A smart wound dressing developed by Australian researchers can detect the progress of infection without causing the painful experience to patients in burns, skin grafts and chronic wounds.
Publicly released on Wednesday, the second-generation wound dressing was made of silk embedded with nanodiamonds, making its sensitive to wound temperature rising, an early sign of infection.
Researchers said the new technology addressed the problem doctors are currently facing in wound care and healing.
"Traditional wound management presents a significant challenge for clinicians, who have to regularly check for infection by looking for signs of redness, heat and swelling," senior researcher Brant Gibson from Australia's Royal Melbourne Institute of Technology (RMIT) said.
"However, once these visual signs appear, inflammation and infection are far advanced, making therapies or interventions substantially more challenging."
"This new technology would aid clinicians to detect infections earlier and non-invasively without the painful procedure of dressing removal."
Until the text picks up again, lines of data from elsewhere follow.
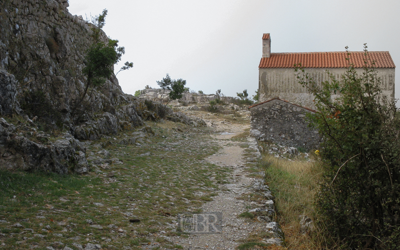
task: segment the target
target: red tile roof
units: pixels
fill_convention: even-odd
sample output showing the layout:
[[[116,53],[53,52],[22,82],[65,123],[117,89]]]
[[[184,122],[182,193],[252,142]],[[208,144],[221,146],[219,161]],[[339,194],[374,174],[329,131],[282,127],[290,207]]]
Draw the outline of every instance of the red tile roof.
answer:
[[[254,108],[254,107],[256,107],[257,106],[258,106],[258,105],[260,105],[262,104],[264,104],[266,103],[266,102],[270,102],[271,101],[272,101],[273,100],[280,100],[281,101],[282,101],[284,102],[287,102],[288,103],[290,103],[290,104],[294,105],[295,106],[297,106],[298,107],[300,107],[300,108],[304,108],[305,109],[306,109],[308,110],[310,110],[310,111],[311,111],[312,112],[314,112],[314,113],[316,113],[317,112],[318,112],[318,111],[314,110],[313,109],[311,109],[311,108],[307,108],[307,107],[303,107],[303,106],[300,106],[299,105],[298,105],[297,104],[293,103],[293,102],[289,102],[288,101],[286,101],[286,100],[284,100],[280,99],[280,98],[279,98],[278,97],[274,97],[274,98],[273,98],[272,99],[270,99],[270,100],[268,100],[268,101],[265,101],[265,102],[260,102],[260,103],[257,103],[257,104],[253,104],[252,105],[252,106],[250,106],[250,107],[249,107],[248,108],[250,109],[250,108]]]
[[[269,37],[269,34],[264,36],[266,35]],[[354,64],[354,68],[362,68],[365,52],[350,53],[350,63]],[[375,62],[374,68],[396,67],[388,51],[368,52],[368,56]],[[261,58],[258,68],[294,68],[294,64],[299,63],[304,68],[346,68],[348,66],[346,57],[347,52],[345,52],[272,53],[270,57]],[[369,62],[368,65],[370,65]]]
By adding diamonds, a material well known for its property of detecting biological temperature at a highly precise level, the new technology makes it possible for doctors to check the wound status without touching it.
"By embedding nanodiamonds into silk fibres using an electrospinning process, we've been able to develop a naturally derived wound dressing that can sense infections," Asma Khalid from RMIT who led the research explained.
"The heat sensing capability opens the possibility of contactless wound monitoring by clinicians who would be able to obtain information on the wound's status from the nanodiamond temperature readout."
To researchers' surprise, the new material also showed an extremely high antibacterial resistance to gram-negative and gram-positive bacteria, the major players in skin wound infections, while still can maintain the flow of oxygen and nutrients to the wound.
"Realising this exciting new technology would provide a beneficial and cost-effective solution to the increasing challenge of wound management and healing," Khalid said.